The obvious question is why Mikhail Gorbachev should have been so accommodating. During the first nine months of 1987, Gorbachev made not one but several significant concessions to the Reagan administration. He dropped his insistence that the United States restrict research into strategic missile defense. He laid the groundwork for a far-reaching agreement to ban intermediate-range missiles. In the process of negotiating that agreement, he abandoned two previous Soviet positions: that the deal should apply only to Europe, and that the Soviet Union should be able to retain one hundred intermediate-range missiles in Asia.

What were the underlying causes for Gorbachev’s behavior? To answer that, one must look to the Soviet economy and to the series of suggestions Gorbachev was getting in 1987 from American visitors about how the Soviet Union might transform itself. Secretary of State George Shultz in particular had developed a new set of themes to offer Gorbachev, ones that were well attuned both to the Soviet leader’s interests and to his vulnerabilities at the time.

During Reagan’s second term, Shultz began to weave into his speeches and congressional testimony some material that had little to do with the nitty-gritty of American foreign policy or diplomacy. He would frequently depart from current events for an abstract discussion of the future. He did this so often that reporters who had already heard earlier renditions would roll their eyes.

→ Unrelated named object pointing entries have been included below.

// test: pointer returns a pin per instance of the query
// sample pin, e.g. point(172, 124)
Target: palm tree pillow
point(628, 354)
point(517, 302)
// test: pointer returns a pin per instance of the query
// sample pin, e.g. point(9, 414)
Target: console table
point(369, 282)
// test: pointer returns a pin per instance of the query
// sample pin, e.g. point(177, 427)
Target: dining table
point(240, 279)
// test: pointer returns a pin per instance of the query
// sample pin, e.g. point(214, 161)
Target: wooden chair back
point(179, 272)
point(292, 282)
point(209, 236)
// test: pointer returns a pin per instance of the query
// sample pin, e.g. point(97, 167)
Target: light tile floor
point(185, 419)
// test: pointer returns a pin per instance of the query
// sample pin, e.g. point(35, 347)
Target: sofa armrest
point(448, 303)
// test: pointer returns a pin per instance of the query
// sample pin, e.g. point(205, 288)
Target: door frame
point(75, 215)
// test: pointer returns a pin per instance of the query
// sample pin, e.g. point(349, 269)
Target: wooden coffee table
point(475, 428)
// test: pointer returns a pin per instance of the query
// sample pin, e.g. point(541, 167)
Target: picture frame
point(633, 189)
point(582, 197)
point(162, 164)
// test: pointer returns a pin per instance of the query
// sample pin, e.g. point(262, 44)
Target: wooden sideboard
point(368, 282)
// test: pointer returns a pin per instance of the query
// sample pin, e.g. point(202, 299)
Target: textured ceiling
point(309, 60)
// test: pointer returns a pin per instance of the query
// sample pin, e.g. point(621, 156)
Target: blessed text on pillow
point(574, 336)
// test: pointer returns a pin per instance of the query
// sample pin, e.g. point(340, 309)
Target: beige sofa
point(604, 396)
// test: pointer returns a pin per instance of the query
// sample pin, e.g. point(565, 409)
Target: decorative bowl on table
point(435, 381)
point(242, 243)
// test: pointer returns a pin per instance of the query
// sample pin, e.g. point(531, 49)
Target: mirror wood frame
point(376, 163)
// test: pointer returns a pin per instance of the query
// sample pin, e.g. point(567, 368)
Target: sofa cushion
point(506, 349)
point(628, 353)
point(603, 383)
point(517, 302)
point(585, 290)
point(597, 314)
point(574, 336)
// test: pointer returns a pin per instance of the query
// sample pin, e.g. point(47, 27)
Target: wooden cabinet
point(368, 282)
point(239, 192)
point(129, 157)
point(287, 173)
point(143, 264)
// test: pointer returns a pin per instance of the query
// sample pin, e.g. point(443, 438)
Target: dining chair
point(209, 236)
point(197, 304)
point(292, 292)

What Shultz was saying amounted to a version of the set of ideas that eventually became popularized as globalization. What the secretary of state was saying in the late 1980s was strikingly similar to what prominent proponents of globalization—such as, for example, President Bill Clinton or New York Times columnist Thomas Friedman—would assert in the following decade. Shultz spoke regularly about the information revolution, the impact of ever-faster computers and telecommunications, the speed with which money and capital flowed from one country to another, and the ways in which manufacturing could be transferred around the world. “With the advent of ‘real time’ transfers of information, an announcement made in the Rose Garden can be reflected two minutes later in the stock market in Singapore,” Shultz declared in one speech. In another, he said, “The very process of production crosses national boundaries…. It is often difficult to identify what is ‘national’ and what is ‘foreign.’” 1

The talk about globalization dated to the late 1970s, when economists noticed that manufacturing companies were beginning to transfer production from one country to another. In 1983, a business school professor named Theodore Levitt wrote an article for the Harvard Business Review in which he argued that changes in technology allowed companies such as McDonald’s and Coca-Cola to operate throughout the world. He pointed out that consumers everywhere were beginning to use the same standardized products and wear the same clothes, such as blue jeans. Levitt’s article was titled “The Globalization of Markets.” 2

Shultz, an economist by training, had previously been the dean of the University of Chicago’s business school and U.S. secretary of the treasury. He didn’t use the word globalization, but simply talked about the information revolution and its impact. He got some of his information and ideas from his friend Walter Wriston, the former chairman of Citibank, who had described how easy it had become to move large sums of money around the world almost instantaneously. Wriston had also begun to talk and write about the larger political changes that would result from the advances in communications and information. A global marketplace meant that even democratic countries would have to adjust to “a wholly new definition of sovereignty,” Wriston wrote. For Communist governments and other closed societies, the impact would be even greater: they would no longer be able to control what their own people saw and heard.